Pues sí, las grutas y las montañas
son lo que más cuesta pues no se le da nada bien manejar ese papel tan rígido y
el corcho no le ha convencido nunca. Debería buscar otra estrella. Las lágrimas
se deslizan por su cara, se las seca. Los hombres no lloran. El camino de
serrín amarillo sobre serrín verde y las ovejas pastando y bebiendo de un
arroyo de papel de plata. Las ovejas nunca se sostienen bien. “Gloria in
excelsis Deo”, dijo el ángel a los pastores. Un borrico cargado pasa por el
puente y otra oveja se cae. Escucha la llave abrir la puerta. Mira que les dijo
que no volvieran pronto. Es el mayor, solo, no sabe donde habrá dejado a su
nuera y al pequeño. Hasta los trece años era el único que colaboraba entusiasta
con su “manía navideña”, como decía su mujer, pero luego dejó de hacerlo y se
despreocupó de todo.
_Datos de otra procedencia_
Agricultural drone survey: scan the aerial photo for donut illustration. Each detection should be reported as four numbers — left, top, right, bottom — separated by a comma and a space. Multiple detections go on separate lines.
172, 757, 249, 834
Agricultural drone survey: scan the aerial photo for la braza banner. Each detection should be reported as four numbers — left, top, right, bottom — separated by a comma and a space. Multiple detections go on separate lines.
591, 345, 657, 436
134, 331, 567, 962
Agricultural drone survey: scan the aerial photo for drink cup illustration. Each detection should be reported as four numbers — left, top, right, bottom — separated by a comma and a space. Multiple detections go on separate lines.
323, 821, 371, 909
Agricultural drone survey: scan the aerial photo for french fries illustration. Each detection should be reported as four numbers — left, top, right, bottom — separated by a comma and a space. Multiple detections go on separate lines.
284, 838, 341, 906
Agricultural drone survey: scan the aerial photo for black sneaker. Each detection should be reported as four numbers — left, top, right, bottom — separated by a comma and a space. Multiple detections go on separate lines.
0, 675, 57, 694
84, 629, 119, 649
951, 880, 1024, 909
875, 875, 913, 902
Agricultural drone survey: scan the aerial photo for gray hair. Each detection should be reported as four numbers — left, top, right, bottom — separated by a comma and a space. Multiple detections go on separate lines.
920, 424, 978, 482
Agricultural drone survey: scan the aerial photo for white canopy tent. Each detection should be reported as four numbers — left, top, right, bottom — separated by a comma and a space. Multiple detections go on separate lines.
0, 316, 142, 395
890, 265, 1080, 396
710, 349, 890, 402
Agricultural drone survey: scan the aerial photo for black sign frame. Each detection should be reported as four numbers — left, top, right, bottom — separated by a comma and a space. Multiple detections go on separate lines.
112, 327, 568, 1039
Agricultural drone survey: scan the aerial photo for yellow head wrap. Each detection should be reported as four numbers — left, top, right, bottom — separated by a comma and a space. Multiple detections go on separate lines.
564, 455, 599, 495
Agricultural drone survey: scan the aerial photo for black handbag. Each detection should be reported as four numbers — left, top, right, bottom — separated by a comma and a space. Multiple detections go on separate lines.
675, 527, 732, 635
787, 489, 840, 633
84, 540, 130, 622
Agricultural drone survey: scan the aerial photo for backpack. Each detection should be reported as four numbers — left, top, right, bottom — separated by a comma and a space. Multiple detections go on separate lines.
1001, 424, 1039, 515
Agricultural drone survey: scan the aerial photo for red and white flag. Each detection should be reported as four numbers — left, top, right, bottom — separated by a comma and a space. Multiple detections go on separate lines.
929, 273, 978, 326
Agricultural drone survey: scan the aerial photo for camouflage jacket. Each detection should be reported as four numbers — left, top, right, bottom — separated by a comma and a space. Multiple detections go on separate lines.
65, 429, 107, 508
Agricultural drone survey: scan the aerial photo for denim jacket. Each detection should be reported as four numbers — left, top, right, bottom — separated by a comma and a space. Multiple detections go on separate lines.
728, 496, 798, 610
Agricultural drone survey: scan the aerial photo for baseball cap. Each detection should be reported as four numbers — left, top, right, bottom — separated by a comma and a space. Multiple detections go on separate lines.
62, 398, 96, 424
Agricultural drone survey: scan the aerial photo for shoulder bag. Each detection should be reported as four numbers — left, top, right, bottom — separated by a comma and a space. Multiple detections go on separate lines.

Se quita la cazadora y se arrodilla a su lado para ponerse
a su altura pues anda calculando la rampa que necesita para que los camellos no
rueden.
-¿Qué
te parece si ponemos aquí las gallinas?
No se ha acercado a un nacimiento
desde los trece años y ahora está ahí, codo con codo, mirándole de reojo y
colocando las piñas plateadas tras el portal.
-Papá
¿ha llamado… alguien esta mañana?
-¿Lo
sabías?
-Sí,
pero ¿ha llamado… alguien esta mañana?
-Los
demás
-No
saben nada. Papá, por Dios ¿ha llamado alguien?
-Sí
–le ve palidecer y la figura del rey mago que sostiene está a punto de caerse
de su mano (que grandes son ahora sus manos) temblona. Lo coloca antes de
preguntar.
-¿Y?
-Benigno.
Hay que sacarlo pero
Su hijo le abraza con desesperación
de naufrago, como de niño y le oye sollozar en su hombro. Como cuando era un
bebé llorón, le acuna y le escucha repetir “·benigno”. El también llora pero en
silencio. El joven se va calmando pero él le retiene cogiéndole por el cogote,
recuperando abrazos que creía muertos en sus brazos. Le besa la coronilla y a
punto está de llamarle “mi niño” pero no lo hace. Ya es un hombre y padre, no
es un niño más que para él. Le va soltando mientras se pregunta por que ya no
se cree en los milagros de Navidad si están ahí, al orden del día.
-Bueno,
esos pastores no se van a colocar solos ¿verdad?
-No
hijo, no, pero ya no hay prisa, ninguna prisa. Tenemos toda una vida.